Polícia Judiciária alerta escola sobre normas de segurança

O Dia Escolar da Não Violência e da Paz comemora-se no dia 30 de janeiro e visa promover valores fundamentais como a empatia, tolerância, o respeito e a convivência pacífica no ambiente escolar. Instituído em 1964 pelo poeta espanhol Llorenç Vidal, o dia presta homenagem a Mahatma Gandhi, líder do movimento de independência da Índia e defensor da não-violência, assassinado nesta data em 1948. Em Portugal, esta celebração oferece uma oportunidade para refletir sobre a criação de ambientes educativos seguros, livres de agressão, onde cada aluno possa aprender e desenvolver-se plenamente.

O Dia da Internet Mais Segura é comemorado a 10 de fevereiro e este ano é assinalada a sua vigésima terceira edição, tendo como foco principal os Direitos Humanos e o Ciberbullying. Esta é uma iniciativa internacional que conta com o apoio da Comissão europeia e tem como objetivos promover uma Internet mais segura e responsável, especialmente para crianças e jovens.

Neste âmbito, a equipa de Promoção e Educação para a Saúde do Agrupamento de Escolas de Pombal, promoveu sessões de informação, centradas nos riscos associados ao uso da Internet e das tecnologias digitais, dinamizadas por inspetores da Polícia Judiciária (PJ), de Coimbra, nos dias dez e treze de fevereiro para as turmas do 8.º, 9.º e 10.º anos.

Durante a sessão, os inspetores abordaram de forma clara e direta temas como crimes informáticos, burlas online, ciberbullying, partilha não consentida de imagens e o uso abusivo de redes sociais e plataformas digitais. Foram apresentados alguns exemplos, com o objetivo de demonstrar que comportamentos aparentemente inofensivos podem configurar ilícitos criminais.

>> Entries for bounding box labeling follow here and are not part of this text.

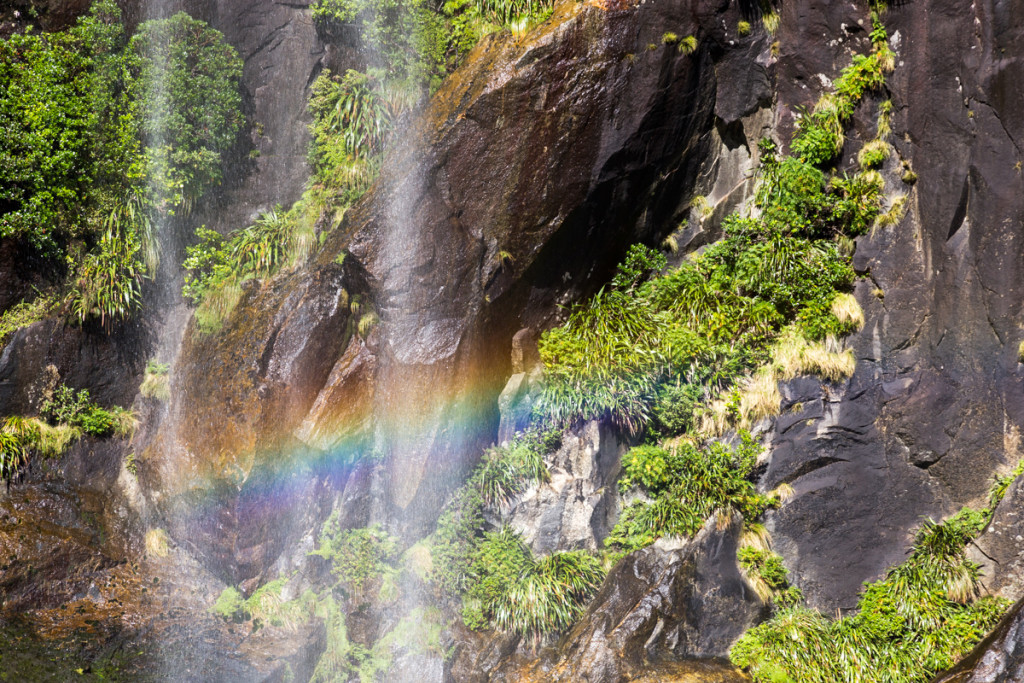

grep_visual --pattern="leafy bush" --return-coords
[39,384,137,436]
[0,0,242,328]
[473,431,558,507]
[129,12,243,211]
[536,30,888,438]
[736,546,803,608]
[0,294,56,347]
[463,527,604,639]
[605,432,778,552]
[0,0,137,256]
[730,510,1010,683]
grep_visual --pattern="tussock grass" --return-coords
[874,195,906,228]
[145,528,171,557]
[138,358,171,400]
[831,292,864,332]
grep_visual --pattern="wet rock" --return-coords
[153,2,761,579]
[0,319,147,415]
[328,2,749,520]
[933,602,1024,683]
[745,0,1024,611]
[970,478,1024,600]
[512,515,768,681]
[503,421,628,554]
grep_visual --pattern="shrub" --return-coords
[730,510,1009,683]
[310,512,398,599]
[463,527,604,639]
[0,294,56,347]
[138,358,171,400]
[0,0,242,329]
[40,384,138,437]
[736,546,803,607]
[129,12,243,211]
[472,431,558,507]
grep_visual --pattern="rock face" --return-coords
[503,422,627,555]
[971,479,1024,600]
[737,0,1024,611]
[144,2,765,581]
[933,602,1024,683]
[483,515,767,681]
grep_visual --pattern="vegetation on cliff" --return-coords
[0,0,242,325]
[0,376,137,485]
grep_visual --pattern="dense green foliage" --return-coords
[312,0,554,93]
[0,0,242,326]
[0,293,57,347]
[474,431,560,507]
[462,527,604,639]
[431,432,604,639]
[0,384,137,485]
[39,384,135,436]
[128,12,243,210]
[605,432,778,552]
[730,509,1010,683]
[0,2,132,255]
[538,17,895,436]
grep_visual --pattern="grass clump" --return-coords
[138,358,171,400]
[310,511,398,600]
[430,431,604,643]
[736,545,803,608]
[730,509,1010,683]
[605,432,778,554]
[537,17,888,436]
[40,384,138,437]
[463,527,604,640]
[210,586,246,621]
[474,431,560,507]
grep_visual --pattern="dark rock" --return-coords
[502,422,628,554]
[0,319,147,415]
[970,478,1024,600]
[507,515,768,681]
[932,602,1024,683]
[749,0,1024,611]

Os alunos foram alertados para práticas cada vez mais frequentes, como a criação de perfis falsos, o envio de mensagens intimidatórias, a divulgação de conteúdos íntimos sem consentimento e os esquemas fraudulentos associados a jogos online e plataformas de compra e venda.

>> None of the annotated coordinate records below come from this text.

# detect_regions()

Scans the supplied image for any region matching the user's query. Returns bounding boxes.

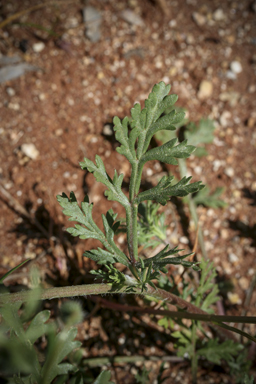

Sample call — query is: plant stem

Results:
[82,355,184,367]
[178,159,208,260]
[126,161,140,265]
[191,321,198,384]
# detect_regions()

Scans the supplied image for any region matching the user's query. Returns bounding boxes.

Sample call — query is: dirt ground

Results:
[0,0,256,383]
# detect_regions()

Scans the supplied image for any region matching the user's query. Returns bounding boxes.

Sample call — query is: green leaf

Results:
[57,192,105,242]
[26,310,51,344]
[0,259,30,284]
[193,186,227,208]
[80,155,129,208]
[131,82,184,159]
[84,248,129,267]
[41,328,81,383]
[57,192,128,265]
[134,176,204,205]
[140,139,195,165]
[138,245,195,271]
[197,339,243,364]
[93,371,114,384]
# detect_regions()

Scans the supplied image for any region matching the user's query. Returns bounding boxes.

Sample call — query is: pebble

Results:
[212,159,223,172]
[21,143,39,160]
[121,9,145,27]
[230,61,243,74]
[219,91,240,107]
[192,12,206,27]
[212,8,226,21]
[197,80,213,100]
[83,5,102,43]
[6,87,16,97]
[227,292,242,304]
[220,111,231,127]
[226,71,236,80]
[238,277,249,291]
[224,167,235,177]
[228,253,239,264]
[102,124,113,136]
[180,236,189,244]
[8,103,20,111]
[32,41,45,53]
[220,228,229,240]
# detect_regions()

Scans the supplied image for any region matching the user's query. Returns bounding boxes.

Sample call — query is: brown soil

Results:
[0,0,256,383]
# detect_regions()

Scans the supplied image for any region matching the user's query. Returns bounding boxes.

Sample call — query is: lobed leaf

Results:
[193,186,227,208]
[134,176,204,205]
[84,248,129,267]
[140,139,195,165]
[113,116,138,163]
[80,155,129,207]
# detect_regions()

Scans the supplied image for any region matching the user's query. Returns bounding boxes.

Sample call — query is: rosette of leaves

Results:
[57,82,203,289]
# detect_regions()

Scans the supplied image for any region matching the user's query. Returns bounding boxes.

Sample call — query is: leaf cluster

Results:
[0,304,81,384]
[57,82,203,289]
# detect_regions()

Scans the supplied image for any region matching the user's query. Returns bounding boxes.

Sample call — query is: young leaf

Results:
[140,139,195,165]
[184,119,215,146]
[41,328,81,383]
[93,371,114,384]
[137,245,195,271]
[80,155,129,208]
[57,192,128,265]
[131,82,184,159]
[84,248,129,267]
[134,176,204,205]
[113,116,139,163]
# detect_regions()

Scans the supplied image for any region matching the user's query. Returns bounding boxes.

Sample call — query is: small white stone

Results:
[197,80,213,100]
[21,143,39,160]
[228,253,239,264]
[220,111,231,127]
[224,167,235,177]
[38,93,46,101]
[212,8,226,21]
[6,87,16,97]
[192,12,206,27]
[230,61,243,74]
[194,165,202,175]
[212,159,223,172]
[180,236,189,244]
[90,136,98,144]
[227,292,242,304]
[8,103,20,111]
[102,124,113,136]
[32,41,45,53]
[226,71,236,80]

A equipa da PJ destacou ainda o enquadramento legal aplicável, referindo vários diplomas, entre os quais o Código Penal, a legislação relativa à criminalidade informática e normas específicas que protegem menores contra crimes de devassa da vida privada, ameaça, difamação e extorsão. Foi sublinhado que a idade não impede a responsabilização, podendo os factos ser comunicados às autoridades e ter consequências jurídicas. Para além do enquadramento legal, a sessão teve uma forte componente preventiva. Os inspetores incentivaram os alunos a protegerem os seus dados pessoais; utilizarem palavras-passe seguras; desconfiarem de contactos desconhecidos; denunciarem situações de assédio ou burla; refletirem antes de partilhar conteúdos online.

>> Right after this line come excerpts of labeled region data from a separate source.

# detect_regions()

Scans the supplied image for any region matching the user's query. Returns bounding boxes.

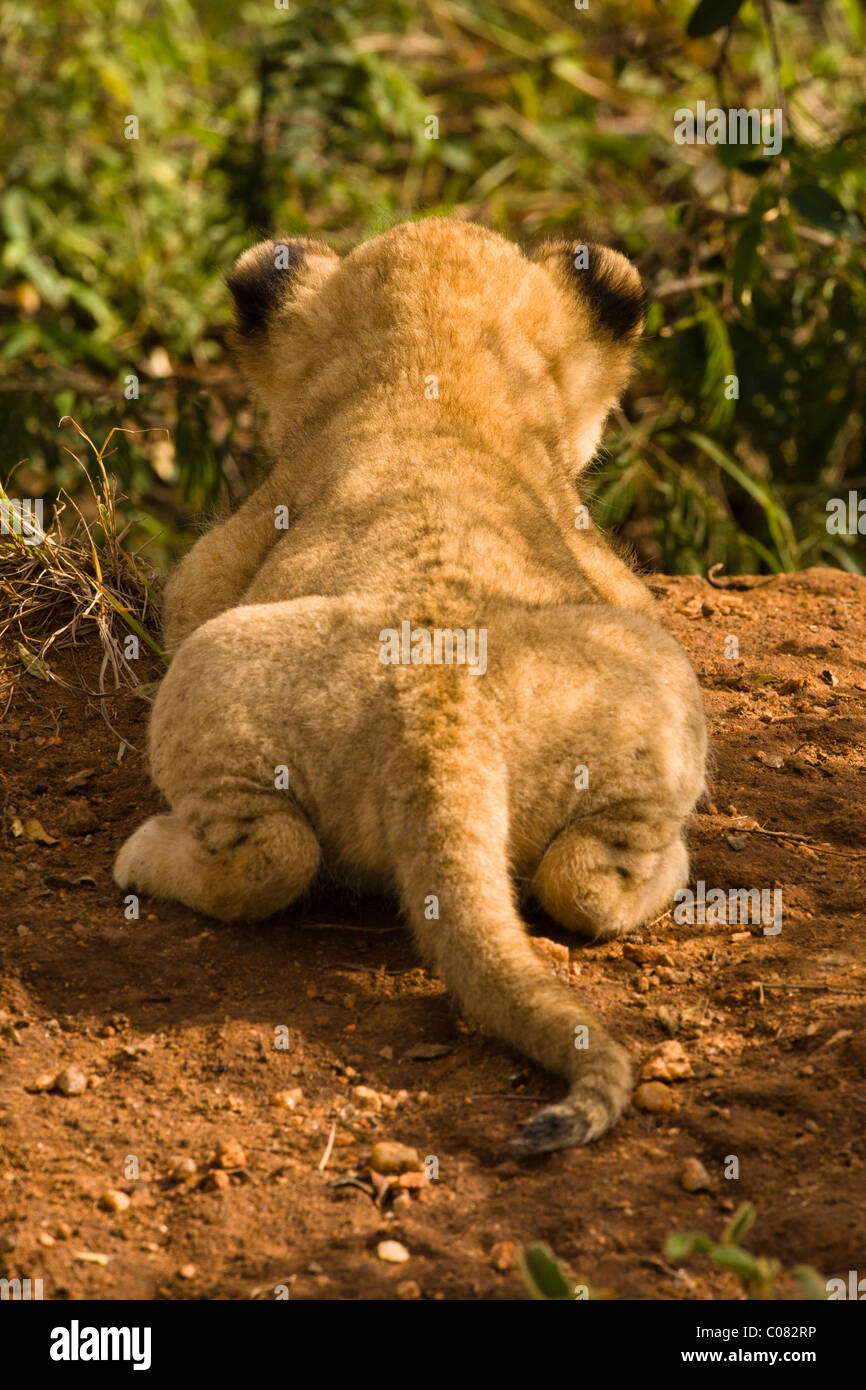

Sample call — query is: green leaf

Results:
[520,1245,573,1298]
[791,183,862,234]
[664,1230,713,1259]
[792,1265,827,1302]
[710,1245,763,1283]
[731,217,765,299]
[685,0,742,39]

A iniciativa procurou promover uma utilização responsável, ética e segura das tecnologias digitais. No final, os alunos colocaram várias questões, demonstrando interesse pelos temas abordados e preocupação com situações que reconhecem no seu quotidiano digital.

Os alunos Joana Junqueira, João Neto, Manuel Rodrigues e Maria Godinho, do 10.ºB, deram a sua opinião sobre a ação a que assistiram e referiram que «na sessão foram abordadas leis, penas para o não cumprimento delas e casos verídicos de vítimas e incumpridores. Além disso, foi também explicada a forma como as unidades policiais resolvem os crimes e que passos se devem tomar, se se estiver envolvido num crime. Esta palestra pretendeu informar os alunos sobre a legislação em vigor, para que possam realizar escolhas informadas e conscientes ao longo da vida.»